治療中に患者さんと話をしているとテレビの話が出ることがよくあります。
それは高齢の女性の患者さんに多いのですが天気(災害)の話から政治の話、ゴシップ、特番まで多岐にわたります。
「昨日~見た?」と皆がテレビを見ている前提で話題を振られるのですが、このご時世ではいわゆる“テレビを見る生活”をしているのは高齢者の世帯もしくは地上波テレビを面白い、興味深いと思う人たちだけなのではないかと感じています。
というのも個人的にはアナログ放送が終了した2011年の時点で映らなくなったアナログテレビを処分しているからです。
それまでもほとんど見なくなっていましたので買い替える気もありませんでした。
それは既に自宅、仕事場ともにネット環境がありましたし、とりわけYouTubeによって音楽から経済、社会、ニュース、教養、趣味、娯楽などすべての分野で自分が求めているコンテンツを手軽に無料でいつでもどこでも見ることが可能になっていたからです。
わざわざその時間にチャンネルを合わせなければいけない、しかも選択肢(チャンネル)がたった10個程度しかない、そもそも録画が可能であったにしても録画したくなるような番組がすでに無くなってしまっていたのです。
そういうわけでテレビの話題しかない患者さんの話題はかなりバイアスがかかった内容になってくることを感じるようになります。
例えば国内のどこかで地震、台風などの災害があると江戸川区のこの辺りはいい天気で何もない平和な状態でも災害の話題です。
ずっとそういう放送を見ている人はもうそれで頭の中がその情報でかなりの領域を占めているのでしょう。
凶悪な事件があったりするとまた地上波が興味本位に大きく時間をかけて報道するのでそれもまた暇に任せて見てしまいます。
「最近はひどいニュースばかり、昔はあんな事件なんか無かった」というのはそういう患者さんからよく出る言葉ですが、以前からひどい事件は一定数ありますし多くなっている訳ではないのです。
単純に本人がテレビを見る暇な時間ができてそういうワイドショーの視聴時間が長くなっているだけで、しかも情報源がそこだけなのでテレビから流れてくる放送内容が世の中のすべてだと思ってしまいます。
『ファクトフルネス』という本に詳しく書いてありますが、昔に比べるとほとんど全てにおいて現代の社会生活は多くの人が思うよりもずっとマシになっているのです。
民放テレビは見てもらわなくてはスポンサー収入が無くなってしまうので単純に解りやすい構図で不安や怒りを煽りがちになり、そういう話題を大きく取り上げるようになります。
作家で精神科医の和田秀樹氏が自身のYouTubeで高齢者の運転による自動車事故の原因について認知症ではなくポリファーマシー(薬剤の多量処方)の問題をTVタックルで発言したがオンエアでは全てカットされていたと暴露していました。
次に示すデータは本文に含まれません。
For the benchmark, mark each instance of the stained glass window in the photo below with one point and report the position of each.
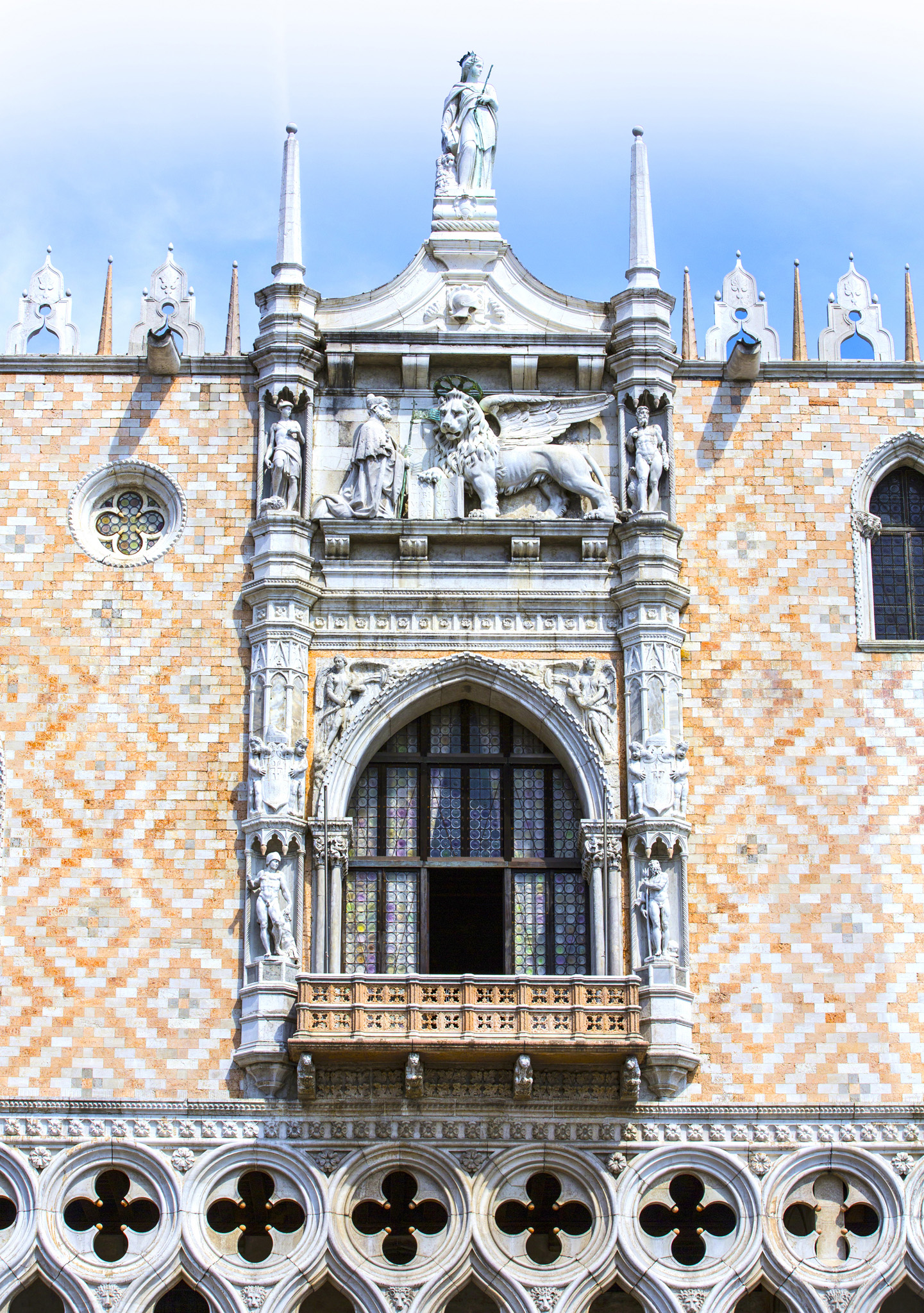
(529, 812)
(483, 730)
(485, 813)
(364, 809)
(897, 556)
(401, 812)
(360, 921)
(455, 787)
(445, 812)
(529, 922)
(565, 815)
(130, 523)
(446, 729)
(401, 921)
(570, 913)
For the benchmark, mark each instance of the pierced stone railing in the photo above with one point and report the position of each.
(539, 1014)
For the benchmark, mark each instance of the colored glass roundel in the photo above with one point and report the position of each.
(130, 523)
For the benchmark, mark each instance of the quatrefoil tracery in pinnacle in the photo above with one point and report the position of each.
(110, 1214)
(688, 1219)
(255, 1216)
(399, 1217)
(544, 1217)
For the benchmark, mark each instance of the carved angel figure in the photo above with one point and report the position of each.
(591, 691)
(507, 444)
(338, 692)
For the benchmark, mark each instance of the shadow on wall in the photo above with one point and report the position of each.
(37, 1298)
(139, 412)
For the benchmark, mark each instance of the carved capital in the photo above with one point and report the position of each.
(339, 834)
(868, 526)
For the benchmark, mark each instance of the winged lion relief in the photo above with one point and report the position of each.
(506, 443)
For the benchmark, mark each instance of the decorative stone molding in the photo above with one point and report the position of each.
(903, 449)
(46, 290)
(741, 306)
(151, 521)
(422, 687)
(169, 288)
(855, 310)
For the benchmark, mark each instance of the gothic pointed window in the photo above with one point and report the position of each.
(465, 853)
(897, 556)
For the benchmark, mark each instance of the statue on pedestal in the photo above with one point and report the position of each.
(470, 128)
(646, 443)
(653, 901)
(373, 485)
(273, 909)
(284, 461)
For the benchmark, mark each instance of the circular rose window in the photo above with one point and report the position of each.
(128, 514)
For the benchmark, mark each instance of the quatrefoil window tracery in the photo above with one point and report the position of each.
(255, 1216)
(110, 1214)
(688, 1219)
(399, 1217)
(836, 1214)
(129, 523)
(544, 1217)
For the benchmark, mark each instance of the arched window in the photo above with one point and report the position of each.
(897, 556)
(465, 854)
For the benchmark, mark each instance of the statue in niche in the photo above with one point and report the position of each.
(651, 898)
(646, 443)
(338, 692)
(591, 690)
(658, 779)
(277, 774)
(373, 483)
(284, 461)
(523, 453)
(470, 128)
(272, 904)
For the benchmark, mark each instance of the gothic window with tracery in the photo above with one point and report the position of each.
(898, 556)
(129, 523)
(465, 853)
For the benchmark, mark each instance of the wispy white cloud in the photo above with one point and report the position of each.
(788, 130)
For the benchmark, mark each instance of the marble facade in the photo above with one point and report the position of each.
(230, 586)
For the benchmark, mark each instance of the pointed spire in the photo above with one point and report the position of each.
(233, 331)
(688, 334)
(911, 351)
(105, 346)
(800, 349)
(642, 271)
(289, 267)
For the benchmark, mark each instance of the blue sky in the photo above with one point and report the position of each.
(789, 131)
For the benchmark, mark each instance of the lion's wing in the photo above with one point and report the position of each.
(540, 419)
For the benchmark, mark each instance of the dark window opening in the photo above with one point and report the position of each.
(465, 854)
(897, 556)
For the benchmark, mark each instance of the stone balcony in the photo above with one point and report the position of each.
(574, 1019)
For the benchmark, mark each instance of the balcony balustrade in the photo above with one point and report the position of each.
(565, 1018)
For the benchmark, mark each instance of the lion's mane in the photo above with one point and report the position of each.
(478, 440)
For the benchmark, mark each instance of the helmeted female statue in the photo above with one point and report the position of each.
(470, 128)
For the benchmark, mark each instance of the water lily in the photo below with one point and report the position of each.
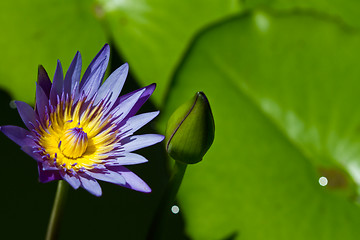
(83, 131)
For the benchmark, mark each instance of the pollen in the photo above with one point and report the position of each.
(73, 143)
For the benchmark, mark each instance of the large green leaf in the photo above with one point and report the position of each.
(39, 32)
(152, 35)
(283, 89)
(341, 10)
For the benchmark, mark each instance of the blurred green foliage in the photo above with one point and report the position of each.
(282, 78)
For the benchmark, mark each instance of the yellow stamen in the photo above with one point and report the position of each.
(73, 143)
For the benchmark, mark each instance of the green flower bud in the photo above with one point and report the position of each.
(190, 130)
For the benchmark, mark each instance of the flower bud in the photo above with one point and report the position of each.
(190, 130)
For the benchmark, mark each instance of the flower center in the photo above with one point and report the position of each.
(73, 143)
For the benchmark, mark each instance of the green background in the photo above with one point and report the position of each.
(283, 81)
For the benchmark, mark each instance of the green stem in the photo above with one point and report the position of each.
(57, 211)
(167, 200)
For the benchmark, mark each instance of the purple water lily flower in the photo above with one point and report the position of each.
(82, 131)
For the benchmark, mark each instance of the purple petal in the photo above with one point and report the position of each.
(113, 85)
(128, 159)
(136, 122)
(72, 77)
(132, 180)
(73, 180)
(122, 110)
(26, 113)
(44, 80)
(17, 134)
(41, 103)
(94, 74)
(47, 176)
(144, 97)
(107, 176)
(58, 84)
(133, 143)
(90, 184)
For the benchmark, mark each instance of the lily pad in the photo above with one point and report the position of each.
(283, 89)
(39, 32)
(153, 35)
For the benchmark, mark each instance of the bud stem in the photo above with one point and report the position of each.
(57, 211)
(167, 201)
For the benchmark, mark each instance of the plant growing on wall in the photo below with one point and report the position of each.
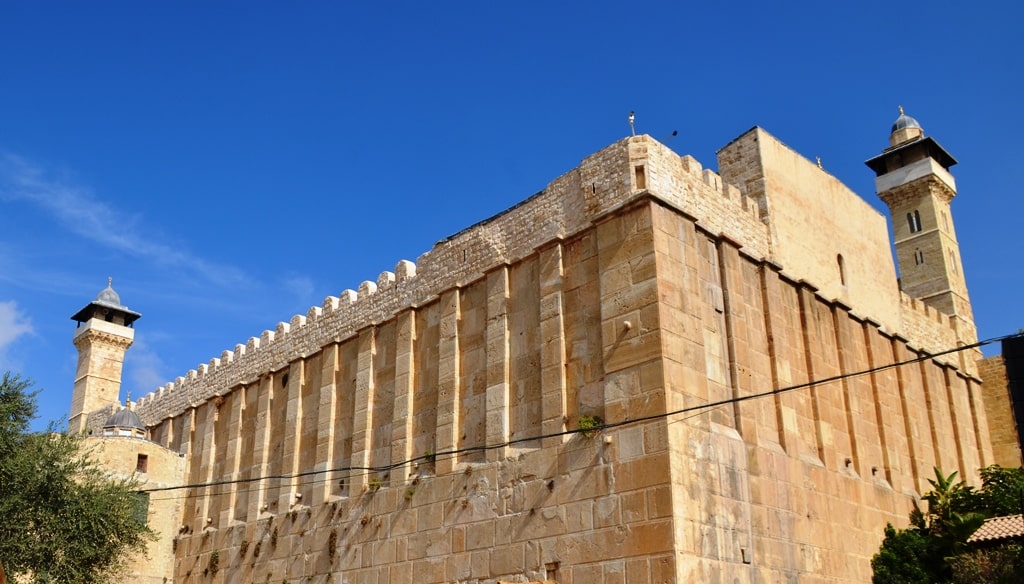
(590, 425)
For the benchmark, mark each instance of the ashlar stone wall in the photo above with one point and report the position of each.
(422, 428)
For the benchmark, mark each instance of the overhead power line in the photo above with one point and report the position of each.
(698, 409)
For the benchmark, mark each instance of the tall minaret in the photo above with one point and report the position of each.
(913, 179)
(104, 333)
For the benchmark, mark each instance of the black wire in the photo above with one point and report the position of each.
(924, 356)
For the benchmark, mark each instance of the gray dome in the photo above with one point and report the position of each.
(125, 419)
(904, 122)
(108, 295)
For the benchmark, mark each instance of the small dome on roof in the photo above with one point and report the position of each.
(124, 419)
(108, 295)
(904, 122)
(905, 129)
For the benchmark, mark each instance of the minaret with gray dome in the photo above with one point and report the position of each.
(104, 332)
(913, 179)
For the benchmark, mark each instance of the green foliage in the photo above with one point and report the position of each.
(1000, 565)
(935, 549)
(64, 518)
(906, 557)
(590, 425)
(1003, 490)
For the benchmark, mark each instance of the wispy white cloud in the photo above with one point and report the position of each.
(144, 370)
(80, 212)
(301, 288)
(13, 324)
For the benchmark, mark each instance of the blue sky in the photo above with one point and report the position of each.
(230, 165)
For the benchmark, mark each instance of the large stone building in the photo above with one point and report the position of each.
(727, 341)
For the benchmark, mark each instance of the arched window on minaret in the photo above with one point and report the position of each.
(913, 220)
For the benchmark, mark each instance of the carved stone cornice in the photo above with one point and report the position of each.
(103, 338)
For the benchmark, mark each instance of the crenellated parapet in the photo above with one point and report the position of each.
(607, 180)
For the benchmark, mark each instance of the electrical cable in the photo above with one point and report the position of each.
(698, 409)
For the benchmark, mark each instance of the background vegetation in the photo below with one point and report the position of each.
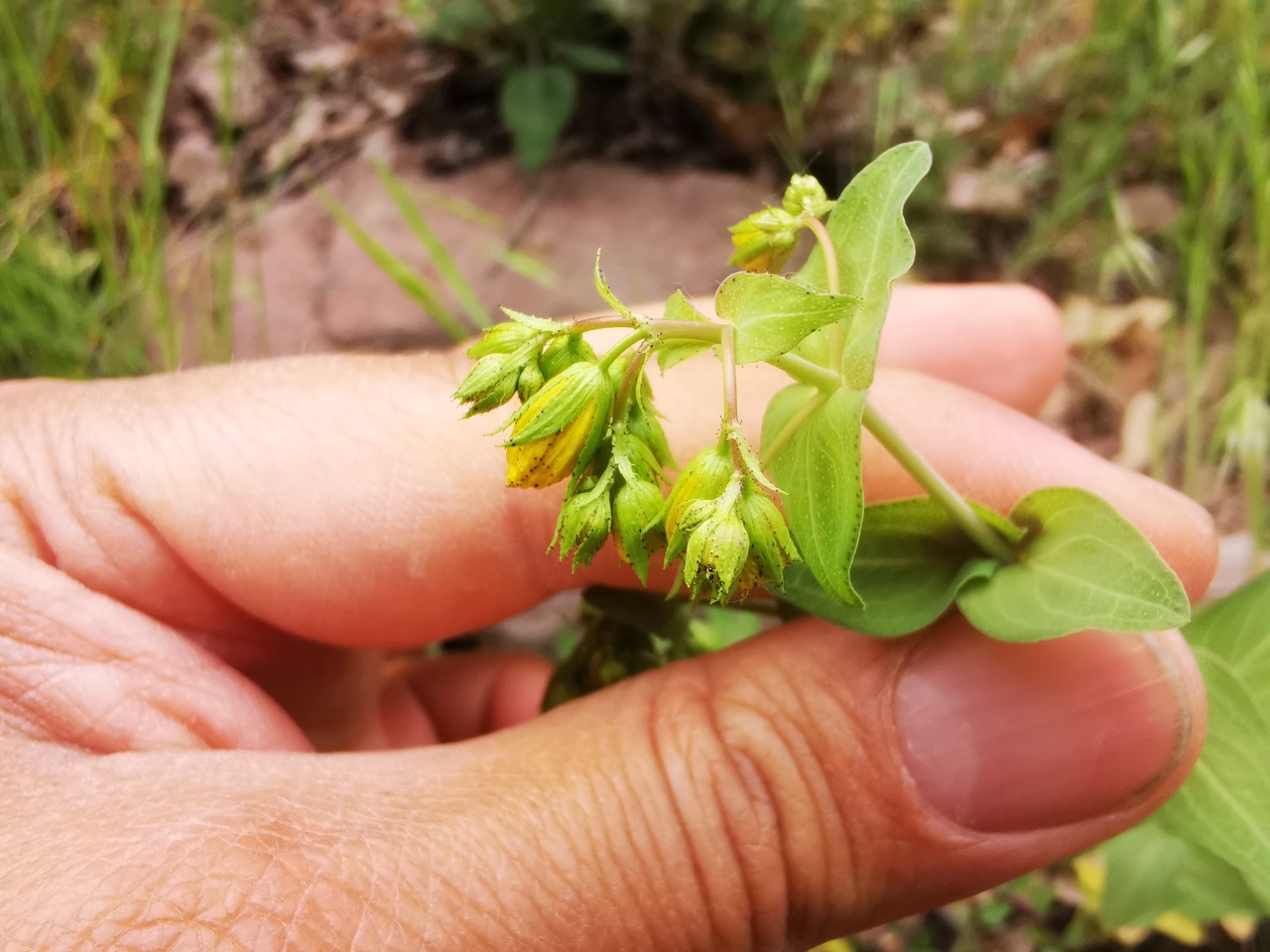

その理由として製薬会社が番組スポンサーにいる為、結局番組はスポンサーに忖度した内容にならざるを得ないのでありそれがテレビがオワコン化している根本原因であると発言していました。
次回は、では逆にテレビを見なくなった層は情報やニュースの取捨選択に問題はないのだろうかということについて考えたいと思います。